By Floribert Mubalama, Executive Director and Founder, Congolese Integration Network
Note: The Congolese Integration Network (CIN) is one of our newest operations support partners. CIN was fiscally sponsored by Global to Local (G2L) from July 2016 to July 2018. Here, CIN’s tireless executive director and founder, Floribert Mubalama, explains how this remarkable organization was born.
My story begins thousands of miles away in the African nation of Malawi, where I spent eight years in a refugee camp after fleeing intense violence in my home country of the Democratic Republic of the Congo.
I sat in that refugee camp, waiting to relocate to a safe country that my family and I could call home. In that time, I struggled to stay positive and hopeful coming from a place where girls and women were sexually assaulted and trafficked as slaves. As a living witness and after hearing the trauma some of them endured, I knew I had to do something.
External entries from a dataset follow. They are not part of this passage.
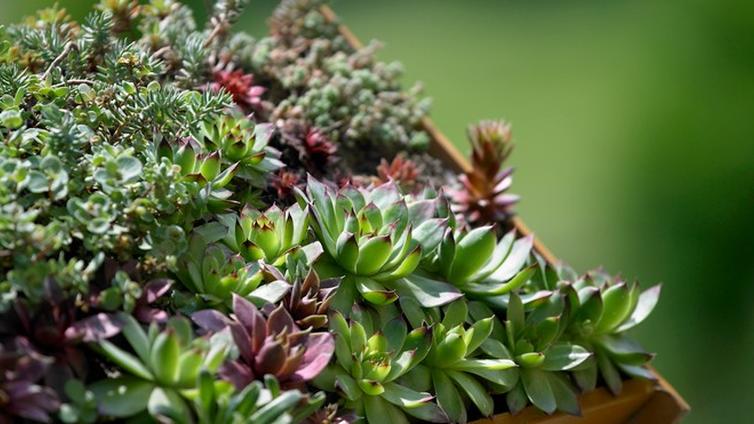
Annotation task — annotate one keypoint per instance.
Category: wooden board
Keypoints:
(640, 402)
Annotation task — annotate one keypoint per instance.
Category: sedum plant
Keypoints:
(456, 366)
(279, 192)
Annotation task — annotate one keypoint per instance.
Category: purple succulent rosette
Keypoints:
(271, 345)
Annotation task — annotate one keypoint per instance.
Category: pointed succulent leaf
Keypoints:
(455, 314)
(564, 356)
(609, 373)
(125, 360)
(616, 301)
(122, 396)
(472, 252)
(448, 397)
(404, 397)
(474, 390)
(480, 331)
(516, 259)
(373, 254)
(379, 411)
(164, 357)
(516, 399)
(565, 394)
(373, 292)
(646, 303)
(427, 292)
(538, 390)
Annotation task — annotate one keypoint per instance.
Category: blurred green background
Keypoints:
(634, 125)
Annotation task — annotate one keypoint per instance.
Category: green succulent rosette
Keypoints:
(368, 365)
(375, 240)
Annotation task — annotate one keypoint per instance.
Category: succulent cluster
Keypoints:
(165, 258)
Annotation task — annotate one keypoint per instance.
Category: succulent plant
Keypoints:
(368, 365)
(318, 147)
(56, 329)
(308, 302)
(273, 345)
(217, 402)
(134, 189)
(240, 86)
(542, 358)
(482, 197)
(482, 266)
(402, 170)
(239, 140)
(331, 414)
(21, 367)
(456, 368)
(368, 236)
(603, 310)
(268, 236)
(213, 272)
(81, 406)
(132, 297)
(158, 368)
(204, 170)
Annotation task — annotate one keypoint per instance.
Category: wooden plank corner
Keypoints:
(640, 402)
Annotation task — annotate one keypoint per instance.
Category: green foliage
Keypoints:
(136, 188)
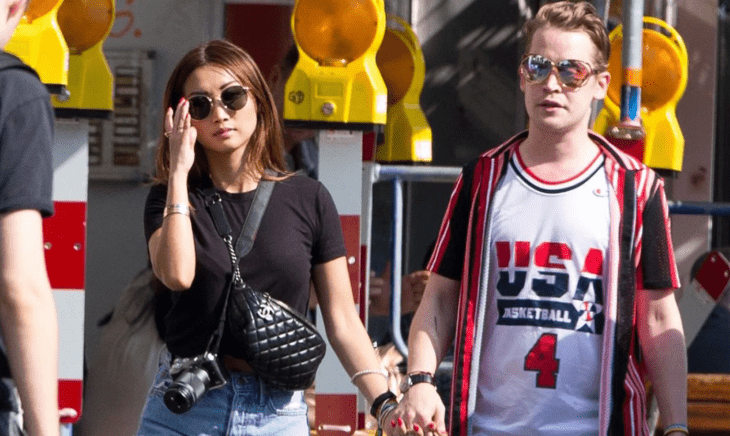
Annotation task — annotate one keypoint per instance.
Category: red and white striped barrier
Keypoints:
(705, 290)
(64, 237)
(340, 170)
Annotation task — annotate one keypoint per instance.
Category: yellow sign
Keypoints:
(85, 25)
(663, 81)
(38, 41)
(400, 60)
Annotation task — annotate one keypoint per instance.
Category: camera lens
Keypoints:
(186, 390)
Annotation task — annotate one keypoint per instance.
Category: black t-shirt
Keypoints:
(26, 136)
(299, 229)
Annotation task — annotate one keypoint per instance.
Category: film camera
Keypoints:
(192, 378)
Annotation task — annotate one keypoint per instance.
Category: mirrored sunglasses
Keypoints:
(570, 72)
(233, 98)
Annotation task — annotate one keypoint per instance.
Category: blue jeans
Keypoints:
(244, 406)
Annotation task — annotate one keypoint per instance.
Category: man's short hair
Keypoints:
(571, 16)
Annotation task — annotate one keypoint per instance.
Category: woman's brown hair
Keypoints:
(571, 15)
(264, 150)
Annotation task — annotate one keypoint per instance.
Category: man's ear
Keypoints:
(602, 79)
(522, 82)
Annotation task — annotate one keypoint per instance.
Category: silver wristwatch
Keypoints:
(415, 378)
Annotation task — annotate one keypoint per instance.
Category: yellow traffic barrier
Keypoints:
(85, 25)
(664, 79)
(39, 42)
(336, 83)
(407, 133)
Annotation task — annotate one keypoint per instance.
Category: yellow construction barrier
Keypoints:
(336, 83)
(39, 42)
(664, 80)
(85, 25)
(408, 135)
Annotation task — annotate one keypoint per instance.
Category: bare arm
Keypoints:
(171, 247)
(430, 337)
(28, 319)
(662, 342)
(344, 329)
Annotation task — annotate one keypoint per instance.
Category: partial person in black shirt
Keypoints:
(222, 131)
(27, 310)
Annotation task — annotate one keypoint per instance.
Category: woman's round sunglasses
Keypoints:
(233, 98)
(570, 72)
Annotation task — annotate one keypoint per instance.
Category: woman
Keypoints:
(227, 139)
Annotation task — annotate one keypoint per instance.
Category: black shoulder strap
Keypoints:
(8, 60)
(243, 244)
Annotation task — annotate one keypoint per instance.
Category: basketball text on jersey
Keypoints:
(583, 313)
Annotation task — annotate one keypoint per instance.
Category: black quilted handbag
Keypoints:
(280, 345)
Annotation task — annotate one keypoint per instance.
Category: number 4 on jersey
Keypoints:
(541, 358)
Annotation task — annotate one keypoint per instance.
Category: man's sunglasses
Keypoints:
(570, 72)
(233, 98)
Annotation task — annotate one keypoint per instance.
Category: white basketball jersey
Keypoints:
(541, 356)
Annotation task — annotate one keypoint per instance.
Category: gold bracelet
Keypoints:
(382, 372)
(180, 208)
(681, 428)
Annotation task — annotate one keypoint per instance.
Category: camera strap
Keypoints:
(244, 243)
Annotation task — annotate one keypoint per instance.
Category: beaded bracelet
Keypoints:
(379, 401)
(382, 372)
(180, 208)
(388, 406)
(681, 428)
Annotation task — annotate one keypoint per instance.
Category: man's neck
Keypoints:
(556, 157)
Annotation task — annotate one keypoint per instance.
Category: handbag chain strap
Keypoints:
(243, 244)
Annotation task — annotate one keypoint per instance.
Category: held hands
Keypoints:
(420, 413)
(182, 135)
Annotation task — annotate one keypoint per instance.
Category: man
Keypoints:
(27, 311)
(555, 263)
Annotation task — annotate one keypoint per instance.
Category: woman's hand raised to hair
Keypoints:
(181, 135)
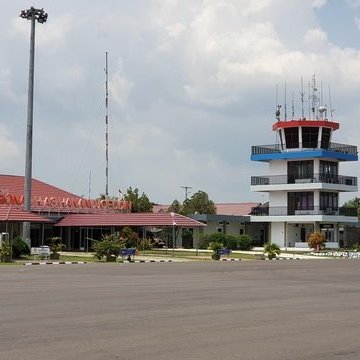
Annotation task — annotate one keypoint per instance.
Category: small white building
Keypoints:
(304, 181)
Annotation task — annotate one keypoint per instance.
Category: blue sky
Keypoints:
(191, 88)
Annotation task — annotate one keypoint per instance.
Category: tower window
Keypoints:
(310, 137)
(292, 138)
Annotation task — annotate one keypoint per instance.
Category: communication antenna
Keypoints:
(106, 127)
(186, 188)
(89, 184)
(309, 99)
(331, 109)
(314, 97)
(285, 105)
(302, 99)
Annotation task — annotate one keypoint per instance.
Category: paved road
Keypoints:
(299, 309)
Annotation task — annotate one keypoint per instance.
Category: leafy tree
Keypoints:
(109, 246)
(187, 239)
(19, 247)
(244, 242)
(354, 203)
(129, 236)
(139, 203)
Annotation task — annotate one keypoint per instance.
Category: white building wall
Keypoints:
(277, 233)
(278, 198)
(277, 167)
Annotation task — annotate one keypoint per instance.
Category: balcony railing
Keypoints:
(276, 148)
(315, 210)
(316, 178)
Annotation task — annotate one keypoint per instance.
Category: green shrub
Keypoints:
(19, 248)
(109, 246)
(204, 241)
(214, 245)
(144, 245)
(271, 249)
(5, 251)
(187, 239)
(244, 242)
(217, 237)
(231, 242)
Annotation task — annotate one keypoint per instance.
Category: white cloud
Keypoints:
(353, 3)
(319, 3)
(191, 73)
(9, 148)
(52, 33)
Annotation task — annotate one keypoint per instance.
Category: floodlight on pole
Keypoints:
(40, 16)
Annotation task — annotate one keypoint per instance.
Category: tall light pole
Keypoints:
(40, 16)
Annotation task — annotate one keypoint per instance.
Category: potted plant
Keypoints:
(109, 247)
(5, 251)
(316, 240)
(214, 246)
(271, 250)
(55, 247)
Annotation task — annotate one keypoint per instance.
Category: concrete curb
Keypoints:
(145, 261)
(55, 263)
(230, 259)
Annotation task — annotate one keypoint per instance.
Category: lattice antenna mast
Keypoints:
(106, 127)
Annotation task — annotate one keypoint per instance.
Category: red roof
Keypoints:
(126, 219)
(16, 214)
(13, 184)
(306, 123)
(238, 209)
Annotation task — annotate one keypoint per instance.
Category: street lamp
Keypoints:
(40, 16)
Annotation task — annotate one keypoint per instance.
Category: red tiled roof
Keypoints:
(237, 209)
(160, 208)
(134, 219)
(14, 184)
(16, 214)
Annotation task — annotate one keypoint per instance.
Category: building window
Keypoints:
(325, 138)
(310, 137)
(300, 170)
(292, 138)
(328, 170)
(328, 201)
(300, 201)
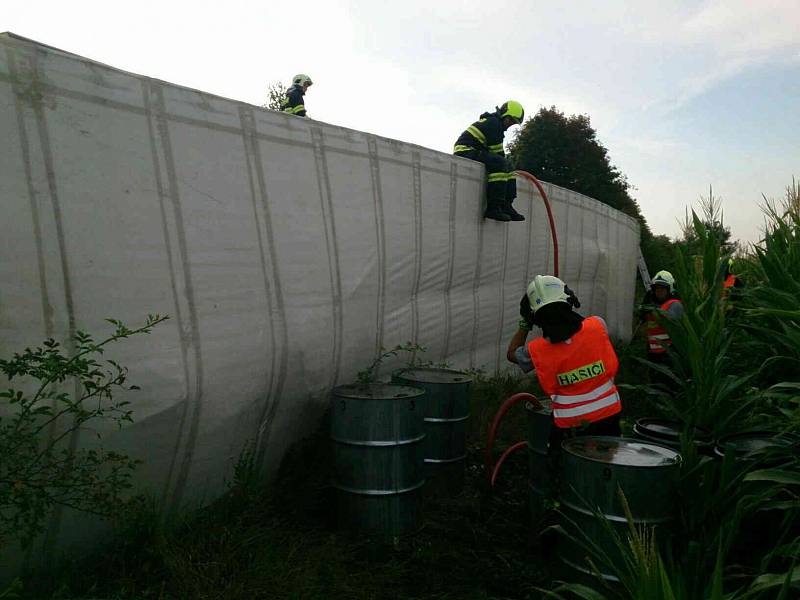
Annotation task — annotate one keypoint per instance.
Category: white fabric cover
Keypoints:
(287, 252)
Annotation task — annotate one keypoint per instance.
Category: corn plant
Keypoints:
(704, 392)
(642, 573)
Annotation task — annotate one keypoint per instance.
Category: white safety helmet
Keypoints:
(546, 289)
(664, 278)
(301, 79)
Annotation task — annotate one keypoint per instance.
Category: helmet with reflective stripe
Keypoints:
(301, 79)
(546, 289)
(512, 109)
(664, 278)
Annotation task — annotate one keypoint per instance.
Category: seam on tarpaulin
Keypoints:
(503, 267)
(54, 525)
(247, 121)
(380, 232)
(162, 128)
(267, 418)
(417, 181)
(326, 204)
(47, 307)
(529, 250)
(175, 295)
(451, 259)
(480, 223)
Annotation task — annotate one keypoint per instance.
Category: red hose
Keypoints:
(538, 185)
(504, 408)
(509, 451)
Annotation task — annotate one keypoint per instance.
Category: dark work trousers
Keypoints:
(501, 184)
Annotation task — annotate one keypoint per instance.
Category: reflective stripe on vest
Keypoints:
(657, 336)
(579, 376)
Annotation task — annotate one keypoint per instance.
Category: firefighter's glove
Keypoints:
(572, 299)
(526, 313)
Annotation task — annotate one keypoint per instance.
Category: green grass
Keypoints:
(282, 542)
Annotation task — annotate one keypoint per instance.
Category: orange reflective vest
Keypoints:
(657, 336)
(729, 282)
(578, 374)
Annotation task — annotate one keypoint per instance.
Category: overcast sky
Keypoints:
(684, 94)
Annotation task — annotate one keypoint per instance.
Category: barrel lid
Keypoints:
(749, 442)
(620, 451)
(377, 391)
(668, 430)
(432, 375)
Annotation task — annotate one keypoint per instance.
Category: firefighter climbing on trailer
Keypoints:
(294, 102)
(483, 141)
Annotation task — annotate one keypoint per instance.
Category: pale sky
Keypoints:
(684, 94)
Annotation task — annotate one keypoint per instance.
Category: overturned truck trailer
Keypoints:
(287, 252)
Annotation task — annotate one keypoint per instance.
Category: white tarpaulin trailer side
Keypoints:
(287, 252)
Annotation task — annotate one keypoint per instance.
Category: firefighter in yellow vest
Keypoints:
(573, 360)
(661, 297)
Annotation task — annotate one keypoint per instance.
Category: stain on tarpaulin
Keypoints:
(30, 83)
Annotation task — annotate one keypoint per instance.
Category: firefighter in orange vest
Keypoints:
(573, 360)
(662, 296)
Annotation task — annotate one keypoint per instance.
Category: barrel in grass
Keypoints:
(668, 433)
(377, 432)
(541, 474)
(446, 414)
(595, 468)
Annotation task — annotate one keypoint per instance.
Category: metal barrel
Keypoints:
(668, 433)
(595, 467)
(446, 413)
(541, 476)
(377, 432)
(752, 445)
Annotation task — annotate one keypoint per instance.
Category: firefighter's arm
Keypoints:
(517, 341)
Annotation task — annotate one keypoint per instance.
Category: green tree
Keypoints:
(565, 151)
(276, 92)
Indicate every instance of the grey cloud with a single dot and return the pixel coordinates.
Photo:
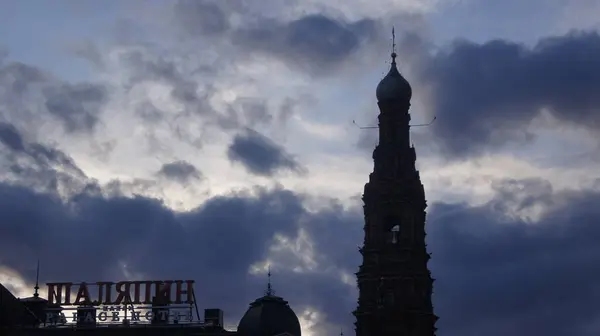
(158, 242)
(260, 155)
(486, 95)
(201, 17)
(496, 274)
(37, 165)
(315, 42)
(24, 88)
(180, 171)
(509, 276)
(77, 106)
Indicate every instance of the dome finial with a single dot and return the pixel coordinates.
(393, 45)
(37, 280)
(269, 291)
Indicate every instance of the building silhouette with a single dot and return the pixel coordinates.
(395, 285)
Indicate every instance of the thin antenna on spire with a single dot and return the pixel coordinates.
(393, 45)
(393, 40)
(269, 291)
(37, 281)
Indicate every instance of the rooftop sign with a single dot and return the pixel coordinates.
(123, 292)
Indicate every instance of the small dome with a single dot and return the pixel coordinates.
(393, 86)
(268, 316)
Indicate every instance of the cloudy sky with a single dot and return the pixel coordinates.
(211, 139)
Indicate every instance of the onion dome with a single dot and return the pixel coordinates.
(393, 86)
(268, 316)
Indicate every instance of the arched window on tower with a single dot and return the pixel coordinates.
(395, 234)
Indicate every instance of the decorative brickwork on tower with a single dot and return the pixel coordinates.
(394, 282)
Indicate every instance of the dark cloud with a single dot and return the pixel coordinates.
(214, 244)
(260, 155)
(501, 275)
(496, 274)
(316, 42)
(77, 106)
(36, 165)
(24, 88)
(201, 17)
(486, 95)
(180, 171)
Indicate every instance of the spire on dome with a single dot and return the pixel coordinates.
(394, 46)
(37, 281)
(394, 87)
(269, 291)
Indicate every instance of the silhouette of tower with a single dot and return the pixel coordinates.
(394, 282)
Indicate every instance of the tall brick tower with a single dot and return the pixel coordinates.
(394, 282)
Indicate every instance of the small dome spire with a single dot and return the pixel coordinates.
(393, 86)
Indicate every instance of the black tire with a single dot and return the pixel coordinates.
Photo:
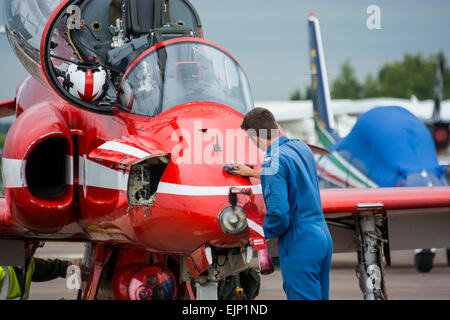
(424, 261)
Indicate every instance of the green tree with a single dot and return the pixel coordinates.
(414, 75)
(347, 86)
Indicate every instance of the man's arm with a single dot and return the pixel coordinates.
(246, 171)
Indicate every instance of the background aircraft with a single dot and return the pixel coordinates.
(387, 145)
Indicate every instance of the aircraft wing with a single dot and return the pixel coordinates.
(417, 217)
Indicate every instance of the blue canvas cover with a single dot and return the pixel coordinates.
(388, 144)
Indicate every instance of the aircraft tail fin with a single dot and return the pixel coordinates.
(323, 115)
(438, 87)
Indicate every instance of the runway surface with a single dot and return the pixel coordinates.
(403, 281)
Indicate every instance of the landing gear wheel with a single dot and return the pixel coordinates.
(424, 260)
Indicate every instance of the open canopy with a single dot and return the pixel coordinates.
(82, 48)
(181, 71)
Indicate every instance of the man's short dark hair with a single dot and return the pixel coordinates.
(261, 121)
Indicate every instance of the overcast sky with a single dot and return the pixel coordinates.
(270, 38)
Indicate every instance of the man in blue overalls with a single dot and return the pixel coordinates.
(294, 210)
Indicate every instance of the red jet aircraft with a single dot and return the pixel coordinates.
(122, 133)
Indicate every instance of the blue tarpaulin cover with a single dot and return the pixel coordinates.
(389, 143)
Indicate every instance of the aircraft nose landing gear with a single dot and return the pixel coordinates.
(370, 271)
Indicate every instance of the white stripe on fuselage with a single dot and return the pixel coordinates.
(93, 174)
(123, 148)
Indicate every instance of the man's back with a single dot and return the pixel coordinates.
(303, 191)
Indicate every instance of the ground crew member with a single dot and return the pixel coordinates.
(15, 282)
(294, 210)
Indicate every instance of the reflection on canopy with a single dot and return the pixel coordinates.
(25, 23)
(183, 72)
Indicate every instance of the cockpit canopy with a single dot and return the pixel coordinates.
(181, 71)
(83, 40)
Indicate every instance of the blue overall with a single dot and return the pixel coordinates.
(295, 216)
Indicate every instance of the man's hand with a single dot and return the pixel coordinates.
(246, 171)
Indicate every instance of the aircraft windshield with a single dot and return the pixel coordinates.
(184, 72)
(25, 21)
I co-founded a support group in the camp, called Break the Silence, to advocate and help survivors gain refugee status so they could escape the horror they had suffered for years. I was inspired by the people who let me sleep in their tent when we first arrived at the camp, those who helped me build a bakery, and those who supplied the corn and flour to the camp so that we could eat. I was inspired by complete strangers with big hearts who supported relief agencies in Africa. I was impressed that other people could be so giving — so I thought, “How am I going to give back?”
My answer would come when I resettled in Washington state.
The Democratic Republic of Congo (DRC)’s civil war began in 1996, so the Congolese people have only known near-constant conflict and war. These 20 years of violence have resulted in trauma on a scale that most people cannot comprehend.
A study by the International Rescue Committee estimated that between 1998 and 2007, some 5.4 million people were killed as a result of the civil war. The current total is unknown. About 4.5 million people are currently in a situation of acute crisis. An estimated 2.2 million Congolese are currently displaced from their homes inside of the DRC. It’s been estimated that about 1.5 million women have been raped. Very few Congolese managed to escape the violence, and many have been victims of mutilation, rape, forced displacement, and destruction of property or economic and social rights violations.
Those living in refugee camps grow with an unmanaged fallout from the trauma that results from the atrocities they face. For those fortunate to be resettled in Washington state, it is imperative for them to work with Congolese case managers who understand the trials that they have gone through and who have the cultural competency and language skills to bridge the divide.
Unfortunately, Washington state lacks structured Congolese community-based organizations (CBOs), even in King County, where the majority of Congolese refugees and immigrants in this state live. The lack of CBOs here has led to the continuing marginalization of our community’s needs.
The Congolese in Washington
The population numbers are challenging to confirm, but according to the federal Office of Refugee Resettlement, hundreds of Congolese have been resettled into Washington state since 2010. It is important to note that while Congolese are an underrepresented population in Washington state, we are among the top five resettled peoples in Washington state. Further, over the next five years, an estimated number of 3,000 Congolese refugees are projected to be resettled into Washington state, building on the over 5,548 already here.
Congolese and other refugees face many challenges after resettlement, ranging from difficulty with the English language to financial limitations. Physical and mental health concerns from the significant trauma experienced both prior to and after resettlement, mental block issues, and level of education also affect refugees disproportionately compared to other immigrants. These challenges lead to difficulty accessing adequate housing, looking after children and educating them, and maintaining a job. Ultimately these disadvantages result in poor health, family relations, and integration outcomes.
Our community is growing, and solid integration services and community building are needed to pave the way for more successful transitions in the future, which should lower the risk of homelessness and boost resilience, improve well-being, and reduce poverty.
A New Start
When people are in refugee camps, they dream of coming to America — the land of opportunity — and they believe that everything will be great.
I didn’t think I would struggle here.
But when I arrived in late 2014 with my two children and my very pregnant wife, I had a difficult time with the language, finding housing, and finding a job. There was nobody I could turn to after the resettlement support ran out.
I realized that other Congolese in the community must also feel isolated in their struggles to find work and pay rent. Even worse, many of the women — many mothers with children born from rape in Africa — were forced back into lives of sexual servitude and violence in order to pay the rent.
These women need so much support. They need help so that they can financially survive here without enduring more pain and suffering. They deserve to heal and form a bond with their babies so that mother and child can thrive together.
I knew if I could find a way to help these women, it would heal my own heart as well as put into place mechanisms that address the complicated issues of social, economic, and cultural integration that has, so far, hindered the effective development of the Congolese in Washington state.
With the support of other community members, we started the Congolese Integration Network (CIN).
The women the CIN has helped have gone from those who merely survived to those who are thriving. They have gone from isolation to getting real support from programs that help them. They have healed through counseling that focuses on building up their mental health. They are now accessing housing through our case management. Others have learned new skills that empower them and earn an income. Single mothers have bonded with their children in CIN’s Parent-Child Home Program.
Ultimately, our community’s hopes lie in our children. By serving our women, we strengthen our future.